Tillie arrives at work with an urgent need to pee. A trip to the lady's room produces little urine but a great deal of pain. She slumps into her desk chair, realizing that she is not going to make it through the day.
She has been treating the early symptoms of bladder infection for three days now—frequent, painful urination. For the last day she has been experiencing chills and running a mild fever. She feels miserable.
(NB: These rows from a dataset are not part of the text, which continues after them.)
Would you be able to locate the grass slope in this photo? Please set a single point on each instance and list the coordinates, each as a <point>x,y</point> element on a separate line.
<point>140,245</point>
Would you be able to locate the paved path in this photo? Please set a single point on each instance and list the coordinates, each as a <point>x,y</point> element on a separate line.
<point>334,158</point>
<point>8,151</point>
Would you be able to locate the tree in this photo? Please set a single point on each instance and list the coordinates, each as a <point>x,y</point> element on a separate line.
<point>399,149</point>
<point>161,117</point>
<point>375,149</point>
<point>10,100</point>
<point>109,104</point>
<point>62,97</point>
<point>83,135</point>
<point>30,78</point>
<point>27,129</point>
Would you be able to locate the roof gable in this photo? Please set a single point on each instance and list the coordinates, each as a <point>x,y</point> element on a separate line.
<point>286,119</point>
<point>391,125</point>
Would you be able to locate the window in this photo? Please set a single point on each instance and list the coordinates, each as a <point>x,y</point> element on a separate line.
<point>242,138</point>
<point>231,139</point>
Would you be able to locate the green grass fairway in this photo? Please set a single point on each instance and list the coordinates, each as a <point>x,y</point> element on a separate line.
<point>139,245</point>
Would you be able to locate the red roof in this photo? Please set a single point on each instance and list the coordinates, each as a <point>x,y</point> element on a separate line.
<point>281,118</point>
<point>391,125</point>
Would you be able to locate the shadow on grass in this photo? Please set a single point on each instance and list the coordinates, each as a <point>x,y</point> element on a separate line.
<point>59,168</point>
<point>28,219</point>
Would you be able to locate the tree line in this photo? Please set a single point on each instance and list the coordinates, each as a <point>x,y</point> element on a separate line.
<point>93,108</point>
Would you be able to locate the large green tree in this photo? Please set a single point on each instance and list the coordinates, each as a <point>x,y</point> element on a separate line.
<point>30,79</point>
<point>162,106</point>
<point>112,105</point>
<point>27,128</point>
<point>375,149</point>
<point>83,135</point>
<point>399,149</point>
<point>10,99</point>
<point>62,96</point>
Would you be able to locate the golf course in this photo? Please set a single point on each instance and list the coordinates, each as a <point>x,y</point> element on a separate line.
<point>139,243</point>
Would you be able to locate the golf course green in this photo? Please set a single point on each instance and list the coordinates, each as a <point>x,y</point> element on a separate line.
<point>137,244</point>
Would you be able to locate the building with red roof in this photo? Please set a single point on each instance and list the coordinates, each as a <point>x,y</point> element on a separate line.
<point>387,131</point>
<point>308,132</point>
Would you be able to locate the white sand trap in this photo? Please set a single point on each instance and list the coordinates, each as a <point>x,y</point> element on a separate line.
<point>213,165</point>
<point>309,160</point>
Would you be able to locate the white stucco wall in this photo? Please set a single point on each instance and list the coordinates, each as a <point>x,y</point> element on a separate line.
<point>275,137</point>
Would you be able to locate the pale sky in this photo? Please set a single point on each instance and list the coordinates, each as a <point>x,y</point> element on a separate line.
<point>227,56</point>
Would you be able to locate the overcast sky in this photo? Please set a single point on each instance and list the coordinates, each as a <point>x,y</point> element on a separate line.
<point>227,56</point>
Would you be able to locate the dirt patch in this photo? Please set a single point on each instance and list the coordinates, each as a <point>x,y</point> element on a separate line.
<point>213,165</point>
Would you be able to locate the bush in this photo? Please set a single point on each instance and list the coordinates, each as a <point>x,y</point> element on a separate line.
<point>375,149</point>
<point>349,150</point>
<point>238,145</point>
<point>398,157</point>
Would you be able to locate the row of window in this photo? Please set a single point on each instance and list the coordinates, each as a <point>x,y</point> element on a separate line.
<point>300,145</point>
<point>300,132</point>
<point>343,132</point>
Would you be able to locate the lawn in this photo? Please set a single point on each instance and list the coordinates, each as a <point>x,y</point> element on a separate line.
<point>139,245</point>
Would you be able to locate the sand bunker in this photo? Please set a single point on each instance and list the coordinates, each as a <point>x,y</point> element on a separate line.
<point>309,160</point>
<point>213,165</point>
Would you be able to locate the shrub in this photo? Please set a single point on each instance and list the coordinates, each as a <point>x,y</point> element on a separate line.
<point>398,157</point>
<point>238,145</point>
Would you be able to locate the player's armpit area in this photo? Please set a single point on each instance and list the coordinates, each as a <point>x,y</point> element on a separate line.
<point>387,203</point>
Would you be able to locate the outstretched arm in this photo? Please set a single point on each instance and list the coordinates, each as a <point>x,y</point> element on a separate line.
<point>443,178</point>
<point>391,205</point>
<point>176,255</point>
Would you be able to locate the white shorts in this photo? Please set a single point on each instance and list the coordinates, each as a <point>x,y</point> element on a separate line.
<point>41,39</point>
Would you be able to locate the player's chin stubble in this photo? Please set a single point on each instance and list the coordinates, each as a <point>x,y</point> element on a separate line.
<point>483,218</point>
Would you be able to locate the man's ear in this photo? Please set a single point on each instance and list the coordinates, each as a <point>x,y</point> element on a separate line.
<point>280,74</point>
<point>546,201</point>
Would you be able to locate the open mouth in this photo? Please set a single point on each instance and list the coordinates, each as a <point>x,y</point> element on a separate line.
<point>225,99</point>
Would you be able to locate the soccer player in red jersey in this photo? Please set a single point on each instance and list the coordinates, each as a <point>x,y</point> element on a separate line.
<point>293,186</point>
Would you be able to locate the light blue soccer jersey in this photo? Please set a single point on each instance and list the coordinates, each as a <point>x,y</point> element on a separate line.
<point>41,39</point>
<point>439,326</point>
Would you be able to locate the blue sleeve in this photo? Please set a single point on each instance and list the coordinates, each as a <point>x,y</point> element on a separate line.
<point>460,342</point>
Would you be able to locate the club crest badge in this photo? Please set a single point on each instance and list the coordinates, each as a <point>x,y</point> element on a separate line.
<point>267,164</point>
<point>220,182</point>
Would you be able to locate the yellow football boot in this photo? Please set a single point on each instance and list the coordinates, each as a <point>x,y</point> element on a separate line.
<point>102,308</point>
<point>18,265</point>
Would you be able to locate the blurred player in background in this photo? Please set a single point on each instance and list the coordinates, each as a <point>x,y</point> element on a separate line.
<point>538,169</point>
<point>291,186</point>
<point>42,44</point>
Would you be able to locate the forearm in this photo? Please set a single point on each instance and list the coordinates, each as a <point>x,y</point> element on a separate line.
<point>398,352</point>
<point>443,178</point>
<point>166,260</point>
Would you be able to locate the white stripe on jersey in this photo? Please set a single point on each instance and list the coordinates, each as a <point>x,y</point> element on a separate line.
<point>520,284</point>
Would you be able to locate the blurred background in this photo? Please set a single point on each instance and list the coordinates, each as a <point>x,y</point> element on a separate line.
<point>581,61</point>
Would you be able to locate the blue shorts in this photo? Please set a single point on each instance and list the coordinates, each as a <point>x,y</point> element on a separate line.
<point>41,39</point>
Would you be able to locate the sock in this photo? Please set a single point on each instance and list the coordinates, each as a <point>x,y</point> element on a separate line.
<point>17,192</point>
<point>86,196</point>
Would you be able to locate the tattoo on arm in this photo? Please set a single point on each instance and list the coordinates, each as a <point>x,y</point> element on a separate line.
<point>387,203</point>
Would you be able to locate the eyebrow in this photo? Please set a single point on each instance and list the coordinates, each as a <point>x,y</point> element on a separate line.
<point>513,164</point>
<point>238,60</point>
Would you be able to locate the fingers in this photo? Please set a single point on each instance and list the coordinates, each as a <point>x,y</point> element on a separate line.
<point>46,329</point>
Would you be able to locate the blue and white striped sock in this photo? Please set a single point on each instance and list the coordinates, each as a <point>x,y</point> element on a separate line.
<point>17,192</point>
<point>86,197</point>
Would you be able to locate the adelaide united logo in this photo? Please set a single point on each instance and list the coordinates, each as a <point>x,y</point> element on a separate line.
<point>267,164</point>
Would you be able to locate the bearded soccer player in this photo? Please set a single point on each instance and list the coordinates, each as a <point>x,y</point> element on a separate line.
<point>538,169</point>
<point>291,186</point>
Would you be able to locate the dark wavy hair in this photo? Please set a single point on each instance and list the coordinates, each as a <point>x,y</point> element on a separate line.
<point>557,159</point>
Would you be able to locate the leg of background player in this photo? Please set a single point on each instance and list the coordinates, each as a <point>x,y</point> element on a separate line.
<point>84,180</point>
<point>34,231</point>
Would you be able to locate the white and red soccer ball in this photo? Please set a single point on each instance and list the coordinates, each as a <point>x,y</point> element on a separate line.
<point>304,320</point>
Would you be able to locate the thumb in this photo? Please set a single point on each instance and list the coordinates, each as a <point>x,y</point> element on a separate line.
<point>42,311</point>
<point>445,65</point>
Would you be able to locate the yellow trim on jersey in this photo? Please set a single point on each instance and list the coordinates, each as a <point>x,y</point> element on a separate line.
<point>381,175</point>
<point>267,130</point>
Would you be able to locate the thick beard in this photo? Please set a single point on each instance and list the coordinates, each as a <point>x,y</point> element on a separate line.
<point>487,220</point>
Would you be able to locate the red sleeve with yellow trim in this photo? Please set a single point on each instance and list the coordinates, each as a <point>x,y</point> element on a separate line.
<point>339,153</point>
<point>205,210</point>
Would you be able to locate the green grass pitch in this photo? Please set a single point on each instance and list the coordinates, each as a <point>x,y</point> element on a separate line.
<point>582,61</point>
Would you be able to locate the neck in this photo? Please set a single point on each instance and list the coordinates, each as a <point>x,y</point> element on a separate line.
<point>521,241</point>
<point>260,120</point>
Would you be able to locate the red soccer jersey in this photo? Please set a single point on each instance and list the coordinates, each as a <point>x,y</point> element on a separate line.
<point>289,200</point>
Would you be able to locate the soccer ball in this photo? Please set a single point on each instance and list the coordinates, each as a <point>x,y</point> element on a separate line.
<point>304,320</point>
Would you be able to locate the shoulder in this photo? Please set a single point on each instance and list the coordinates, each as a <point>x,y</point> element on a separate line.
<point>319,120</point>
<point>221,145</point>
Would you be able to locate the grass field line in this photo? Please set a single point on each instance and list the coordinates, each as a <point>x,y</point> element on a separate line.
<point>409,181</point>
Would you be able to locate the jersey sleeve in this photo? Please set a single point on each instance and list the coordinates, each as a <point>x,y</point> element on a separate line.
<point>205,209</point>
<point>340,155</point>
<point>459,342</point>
She would dearly love to drop in on her old family doctor, but his office is a good hour's drive from the ad agency where she works. Going there means two hours on the road, plus an hour squirming in the waiting room while her busy physician tries to carve a few minutes out of an already overcrowded schedule.
Tillie has a whole string of deadlines to meet, and a staff meeting later that morning. There's no way she can take that much time away from work. When she shares her problem with Laura, the office receptionist, she expects sympathy. But Laura just laughs "For heaven's sake, go across the street to the walk-in clinic. If anyone asks for you, I'll tell them you're out on a coffee break."
Tillie is none too sure, but she has no choice. She puts on her coat and walks the half block to the Urgent Care Clinic. Walk-Ins Welcome, the sign reads. No appointment necessary. No waiting. Physician on duty 24 hours.
No sooner has Tillie completed the enrollment form than she is ushered in to see the clinic doctor. She's quite young. She looks as if she's just graduated from medical school, but she seems competent enough. Her questions are brisk and efficient.
Tillie leaves a sample for a urine culture and is back on the street within 15 minutes. Half an hour later, having taken her first doses of two prescription drugs, an antibiotic and a urinary anesthetic, she's ready for her staff meeting.
Unbundled. Our old, physician-centered health care system was "bundled." Everyone was supposed to have a primary physician who coordinated every aspect of that person's medical care.
In the new health care system, the layperson is the key organizer and manager of the exciting new smorgasbord of health choices.
If Tillie needed surgery, her family doctor would find a surgeon. If she needed physical therapy, he'd find a physical therapist. If she needed to quit smoking, he would recommended a stop-smoking program and convince her to attend it.
Today, things are different. It's unusual to find people who have a single primary physician coordinating all their health care. There are several reasons for this:
- New health institutions. A variety of new institutions—like urgent care centers—enable us to obtain care with more convenience and less expense. These include walk-in emergency clinics, urgent care centers, ambulatory surgery clinics, and lab testing at shopping malls.
- Preventive medicine. Our very idea of health has expanded to the point where it now includes many preventive measures that are outside the realm of most doctors' knowledge, e.g. exercise, nutrition, stress management, and relaxation.
- Managing our own illnesses. New devices and information allow us to take more responsibility for staying healthy and managing illness. Tillie was treating her own bladder infection with cranberry juice, following a list of guidelines she'd clipped from a magazine months earlier.
- Alternative therapies. There's been a recent explosion of information on an ever-broadening range of alternative approaches—from homeopathy to creative visualization. More and more people are mixing the best of physician-oriented medicine with the best these alternatives have to offer.
In the old health care system, the only way to health was through the physician. It was like going to a restaurant with a fixed menu. In the new health care system, the layperson is the key player. People themselves, not their physicians, are the key organizers and managers, the true "bundlers" in the exciting new smorgasbord of health choices.